# Is mechanical energy conserved in all Inertial frames? (Newtonian Mechanics)

TLDR: In Newtonian mechanics the change in potential energy is frame independent and, in the absence of dissipation, total mechanical energy is conserved in all frames. The confusion you are encountering is not due to any problem with the definition of potential energy or mechanical energy, it is due to not considering the total mechanical energy.

Unfortunately, I must disagree with the other answer. This is a confusing topic, but it is incorrect that:

the work done by gravity (which is now also the change in potential energy)

The change in potential energy remains $mg\Delta h$ (where $h$ is the separation) although the work done by gravity does not. The potential energy must remain the same or you could create a perpetual motion machine by for example compressing a spring at rest and then releasing it while moving.

Let's investigate this more fully.

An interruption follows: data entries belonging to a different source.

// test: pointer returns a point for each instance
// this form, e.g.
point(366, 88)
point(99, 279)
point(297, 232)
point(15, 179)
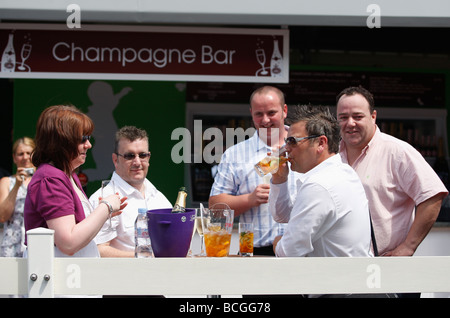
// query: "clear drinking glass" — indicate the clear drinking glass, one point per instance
point(108, 188)
point(217, 233)
point(246, 239)
point(201, 223)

For small changes in separation, $\Delta h$ between the ball and the earth the change in gravitational potential energy is $\Delta U = mg\Delta h$. Note that this potential energy does not belong to the ball itself, but rather to the ball-earth system. In other words, $\Delta h$ is not a property of the ball only, but a property of the ball-earth system, the configuration of the two. That means that if you are considering the gravitational potential energy then you must consider the entire system of both the ball and the earth. The other analyses omitted the earth.

The mechanical energy is the sum of the kinetic energy of the Earth, the kinetic energy of the ball, and the potential energy, $E=T_E+T_B+U$, where $T_E=\frac{1}{2}M V^2$, $T_B=\frac{1}{2} m v^2$, and $U=mgh$. In a frame where the earth and ball are initially moving at $u$ it can be shown that $$T_E(t)=\frac{1}{2}Mu^2+mgut+\frac{1}{2}\frac{m^2}{M}g^2 t^2$$ $$T_B(t)=\frac{1}{2}mu^2-mgut+\frac{1}{2}mg^2 t^2$$ $$U(t)=mgh_0 - \frac{1}{2}\left(\frac{m^2}{M}+m\right)g^2 t^2$$ $$E(t)=\frac{1}{2}(m+M)u^2+mgh_0=const.$$ So the total mechanical energy $E=T_E+T_B+U$ is conserved, but $T_B+U$ is not.

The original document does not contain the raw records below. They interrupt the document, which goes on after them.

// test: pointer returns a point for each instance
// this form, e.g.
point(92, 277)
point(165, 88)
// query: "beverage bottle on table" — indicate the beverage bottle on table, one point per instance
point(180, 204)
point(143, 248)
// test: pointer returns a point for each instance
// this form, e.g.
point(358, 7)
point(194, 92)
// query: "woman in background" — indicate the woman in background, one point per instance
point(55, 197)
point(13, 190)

Given this, why is it that we can get away with using only $T_B+U$ in the frame where $u=0$? Note, if $m\ll M$ then the last term of $T_E$ drops out and it simplifies to $$T_E=\frac{1}{2}Mu^2+mgut$$ This is non-zero except in the case where $u=0$ and more importantly it changes over time if $u\ne 0$. So we can get away with the "cheat" because the Earth is much more massive than the ball and so that leads to $T_E=0=const.$ but only in the frame where $u=0$.

Normally we say that the change in potential energy of an object is $mg$ times the change in height, and we equate this change in potential energy with the work done by gravity on that object. This is true in a frame of reference which is stationary (or, at least, has zero vertical velocity) with respect to the earth - which is why it is very convenient to work in such a frame of reference, and we almost always do so.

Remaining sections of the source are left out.